Honoré propone que nuestra adicción a la velocidad puede derivar de la visión occidental del tiempo, que lo considera lineal, como un recurso limitado que se escapa lentamente. Lo contrapone a las culturas que ven el tiempo de forma cíclica, como un patrón recurrente, que subsiste en una calma continua que rebosa abundancia. Aunque creo que tiene algo de razón, merece la pena señalar que, incluso en Occidente, nuestra relación con el tiempo ha evolucionado a lo largo de los siglos. En la Edad Media, por ejemplo, escritores como Dante veían el tiempo como un eco y un reflejo de la eternidad, con el ciclo incesante del año litúrgico reflejando las interminables edades del más allá.

Si la mirada estuviera puesta en la eternidad, uno se preocuparía más por vivir bien que por apresurarse a realizar actividades como si la muerte fuera el fin de todo. En realidad, podríamos llegar a decir que nuestra actitud ante la muerte determinará nuestra actitud ante el tiempo.

En su charla TED sobre el valor de la lentitud, el Sr. Honoré también reflexiona sobre la faceta filosófica, espiritual y psicológica de la cuestión. «Hay una especie de dimensión metafísica. La velocidad se convierte en una forma de aislarnos de las cuestiones más importantes y profundas. Nos llenamos la cabeza de distracciones, de ocupaciones, para no tener que preguntarnos: ¿Estoy bien? ¿Soy feliz? ¿Están creciendo bien mis hijos? ¿Están los políticos tomando buenas decisiones en mi nombre?».

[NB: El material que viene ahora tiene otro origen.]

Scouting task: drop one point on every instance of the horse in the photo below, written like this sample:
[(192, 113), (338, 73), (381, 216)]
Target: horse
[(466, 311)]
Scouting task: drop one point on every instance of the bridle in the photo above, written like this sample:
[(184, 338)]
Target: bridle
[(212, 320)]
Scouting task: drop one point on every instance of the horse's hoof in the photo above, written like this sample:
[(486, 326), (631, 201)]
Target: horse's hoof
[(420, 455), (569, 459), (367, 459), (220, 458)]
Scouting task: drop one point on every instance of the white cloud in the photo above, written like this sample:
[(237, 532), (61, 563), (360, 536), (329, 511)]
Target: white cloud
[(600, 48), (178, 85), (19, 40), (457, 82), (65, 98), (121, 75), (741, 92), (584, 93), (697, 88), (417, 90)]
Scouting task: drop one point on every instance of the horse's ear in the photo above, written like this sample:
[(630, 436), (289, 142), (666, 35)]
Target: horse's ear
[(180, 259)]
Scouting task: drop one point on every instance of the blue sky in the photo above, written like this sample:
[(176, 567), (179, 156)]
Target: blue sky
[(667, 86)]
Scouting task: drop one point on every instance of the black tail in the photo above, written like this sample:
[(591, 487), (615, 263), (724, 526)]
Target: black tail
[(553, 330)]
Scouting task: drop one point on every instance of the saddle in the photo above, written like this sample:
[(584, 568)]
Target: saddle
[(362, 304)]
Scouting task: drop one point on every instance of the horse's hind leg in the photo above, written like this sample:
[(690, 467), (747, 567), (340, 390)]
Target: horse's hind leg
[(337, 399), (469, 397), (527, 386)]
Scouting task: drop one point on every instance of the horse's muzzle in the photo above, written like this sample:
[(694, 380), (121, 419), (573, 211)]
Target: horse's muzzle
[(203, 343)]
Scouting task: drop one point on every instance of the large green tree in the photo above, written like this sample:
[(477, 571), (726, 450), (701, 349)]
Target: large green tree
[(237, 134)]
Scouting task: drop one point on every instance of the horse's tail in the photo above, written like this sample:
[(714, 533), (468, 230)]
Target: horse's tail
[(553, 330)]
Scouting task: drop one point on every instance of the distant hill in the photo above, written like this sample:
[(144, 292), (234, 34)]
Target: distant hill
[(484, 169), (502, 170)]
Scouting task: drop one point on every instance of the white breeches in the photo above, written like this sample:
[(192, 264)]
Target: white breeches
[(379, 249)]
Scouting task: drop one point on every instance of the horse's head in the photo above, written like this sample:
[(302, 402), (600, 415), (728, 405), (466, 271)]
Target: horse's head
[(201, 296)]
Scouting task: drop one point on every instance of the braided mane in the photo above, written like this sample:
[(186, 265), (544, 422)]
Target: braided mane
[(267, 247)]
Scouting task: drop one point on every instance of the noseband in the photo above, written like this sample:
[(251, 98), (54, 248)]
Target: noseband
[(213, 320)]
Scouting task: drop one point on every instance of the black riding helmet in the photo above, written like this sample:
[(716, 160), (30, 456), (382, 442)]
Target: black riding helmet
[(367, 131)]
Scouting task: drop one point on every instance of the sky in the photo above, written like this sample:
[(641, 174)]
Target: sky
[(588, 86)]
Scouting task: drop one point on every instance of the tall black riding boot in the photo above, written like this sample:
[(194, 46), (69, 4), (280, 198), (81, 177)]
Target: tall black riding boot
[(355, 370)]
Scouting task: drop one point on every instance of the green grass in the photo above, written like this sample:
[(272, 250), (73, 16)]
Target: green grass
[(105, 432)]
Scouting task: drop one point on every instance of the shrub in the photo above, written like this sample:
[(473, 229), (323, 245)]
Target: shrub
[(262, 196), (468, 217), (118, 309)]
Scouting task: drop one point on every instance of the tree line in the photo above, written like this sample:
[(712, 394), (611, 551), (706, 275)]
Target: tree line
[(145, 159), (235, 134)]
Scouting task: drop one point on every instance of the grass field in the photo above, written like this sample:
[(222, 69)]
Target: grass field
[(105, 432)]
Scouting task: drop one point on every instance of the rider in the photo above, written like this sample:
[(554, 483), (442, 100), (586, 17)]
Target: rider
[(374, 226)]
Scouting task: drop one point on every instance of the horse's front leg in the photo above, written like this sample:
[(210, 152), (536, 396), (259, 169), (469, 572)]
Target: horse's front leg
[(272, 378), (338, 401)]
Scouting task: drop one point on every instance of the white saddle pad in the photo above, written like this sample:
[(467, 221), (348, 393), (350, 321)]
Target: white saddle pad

La verdad es que frenar es difícil. Aunque un estilo de vida de alta velocidad pueda degradar nuestro cuerpo, mente y alma, nos aferramos a él porque simplemente es más fácil. El silencio, el espacio y la tranquilidad nos dan espacio para contemplar asuntos que van más allá de la practicidad inmediata del momento, ya sean nuestras experiencias pasadas, nuestros sueños futuros o la naturaleza del propio universo. Pero muchos de nosotros preferiríamos no enfrentarnos a esas realidades, aunque esa confrontación nos lleve a una existencia más humana y plena.

Como dice Aristóteles: «Todos los hombres, por naturaleza, desean saber». El ajetreo puede desviarnos de esa vocación elevada, desafiante, aunque satisfactoria: conocernos, conocer la verdad, plantearnos cuestiones importantes y, en última instancia, encontrar el sentido de la vida.